Die Förderung wird auf die Steuerschuld angerechnet. ­Eigenleistungen sind mit 40 Euro pro Stunde förder­fähig. Auftragsforschung ist beim Auftraggeber mit 60 Prozent des Auftragswertes förderfähig, soweit die Auftragnehmer in der EU beziehungsweise im EWR ­ansässig sind.

Wipano – Förderung von Schutzrechten:

Bevor eine Idee umgesetzt wird, sollte es immer eine Recherche zum Stand der Technik geben. Vielleicht gibt es die Technik oder ein vergleichbares Produkt ja längst. Die BIT bei Kammern und Fachver­bänden unterstützen Hand­werker dabei. ­Eine aufwendige Recherche kann sich der Handwerker über das Programm "Wipano" fördern lassen.

Das steht für "Wissens- und Technologietransfer durch Patente und Normen". Das Wirtschaftsministerium unterstützt Unternehmen über "Wipano" dann auch bei der Anmeldung eines Patentes oder ­eines Gebrauchsmusters. ­KMU können mit einem ­Zuschuss von 50 Prozent der Kosten rechnen.

Weitere bundesweite Förderprogramme

Weitere interessante Förderprogramme sind zum ­Beispiel go-digital für die Digitalisierung im Betrieb oder die BMWi-Innovationsgutscheine go-Inno. ­

Relativ neu ist das Förderprogramm Handwerk 4.0: digital und innovativ des Bundesbildungs- und -forschungsministeriums. Ziel ist es, die Entwicklung maßgeschneiderter, innovativer und digitaler Technologien im Handwerk voranzutreiben.

Ab dem 7. September 2020 startet ­DigitalJetzt - Investitionsförderung für KMU des Bundeswirtschaftsministeriums. Das Programm bietet Zuschüsse für digitale Projekte und die Qualifizierung von Mitarbeitern.

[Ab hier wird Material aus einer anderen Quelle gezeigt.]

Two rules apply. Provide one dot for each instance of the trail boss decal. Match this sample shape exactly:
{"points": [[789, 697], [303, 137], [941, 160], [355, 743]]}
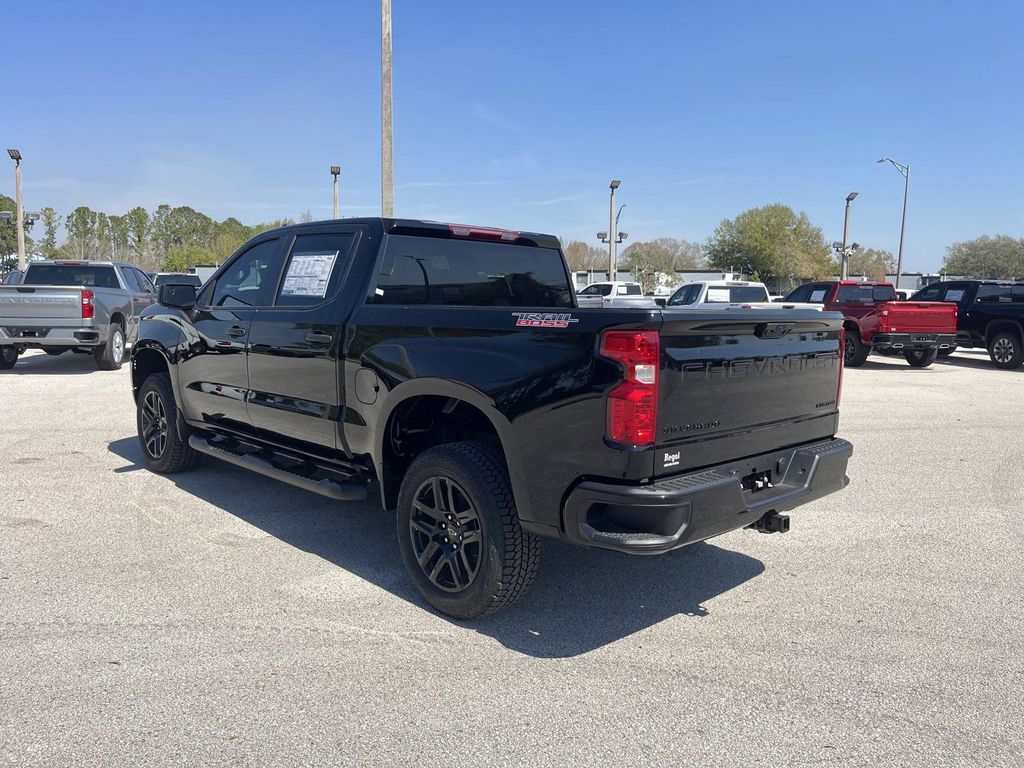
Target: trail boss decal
{"points": [[544, 320]]}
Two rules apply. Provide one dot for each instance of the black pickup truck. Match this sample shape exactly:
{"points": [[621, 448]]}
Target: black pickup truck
{"points": [[450, 368], [989, 314]]}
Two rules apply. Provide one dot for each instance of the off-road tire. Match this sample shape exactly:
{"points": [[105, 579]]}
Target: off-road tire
{"points": [[921, 357], [112, 354], [175, 455], [507, 555], [1006, 350]]}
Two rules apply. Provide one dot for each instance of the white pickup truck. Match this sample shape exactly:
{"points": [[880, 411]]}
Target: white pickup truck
{"points": [[82, 306], [723, 294], [614, 295]]}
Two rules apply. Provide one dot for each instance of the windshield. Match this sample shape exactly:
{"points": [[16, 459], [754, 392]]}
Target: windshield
{"points": [[71, 274]]}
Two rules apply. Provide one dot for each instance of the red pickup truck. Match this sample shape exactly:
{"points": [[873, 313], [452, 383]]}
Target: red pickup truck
{"points": [[876, 320]]}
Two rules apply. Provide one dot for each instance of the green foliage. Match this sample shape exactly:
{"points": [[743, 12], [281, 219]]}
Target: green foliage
{"points": [[581, 256], [8, 232], [179, 258], [1000, 257], [50, 221], [869, 262], [773, 243]]}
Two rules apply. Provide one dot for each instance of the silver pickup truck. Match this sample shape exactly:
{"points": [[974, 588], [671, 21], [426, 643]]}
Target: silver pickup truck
{"points": [[82, 306]]}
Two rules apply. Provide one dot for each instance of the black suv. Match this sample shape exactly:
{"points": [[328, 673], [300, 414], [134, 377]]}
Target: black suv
{"points": [[990, 314]]}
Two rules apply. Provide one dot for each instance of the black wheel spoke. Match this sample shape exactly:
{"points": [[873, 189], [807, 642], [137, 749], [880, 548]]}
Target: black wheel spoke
{"points": [[442, 521]]}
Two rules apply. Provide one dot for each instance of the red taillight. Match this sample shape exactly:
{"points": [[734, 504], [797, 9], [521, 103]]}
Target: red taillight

Zinsgünstige Förderkredite für Innovationen und ­Digitalisierung gibt es über die KfW, die Förderbank des Bundes und die Förderbanken der Länder. Bei den Ländern gibt es teilweise auch Zuschuss-Programme

Marketing und Wettbewerbe für das Handwerk

Mit der Teilnahme an Wettbewerben und auf Messen können Produkt- und Verfahrensinnovationen einer breiten Öffentlichkeit bekannt gemacht werden. Nicht nur die Preisgelder sind interessant – das Medieninteresse an solchen Wett­bewerben ist groß. Kostenloses Marketing gibt es quasi on top.

Seifriz-Preis:

Handwerker, die gemeinsam mit einem Partner aus der Wissenschaft eine Innovation entwickelt haben, können sich alle zwei Jahre für den Seifriz-Preis bewerben. Der bundesweite Transferpreis des Handwerks wird seit mehr als 30 Jahren für erfolg­reiche Kooperationen zwischen Handwerk und Wissenschaft verliehen. Nicht nur für die Preisträger, sondern auch für die nominierten Unternehmen ist der Wett­bewerb ein Gewinn. Der Preis ist mit 25.000 Euro ­dotiert. 

Fügen im Handwerk:

Der Innovationspreis "Fügen im Handwerk" wird alle zwei Jahre vom Zentralverband des Deutschen Handwerks (ZDH) und dem DVS – ­Deutscher Verband für Schweißen und verwandte Verfahren ausgeschrieben und ist mit 3.000 Euro dotiert. Inno­vative Betriebe werden vorgeschlagen. 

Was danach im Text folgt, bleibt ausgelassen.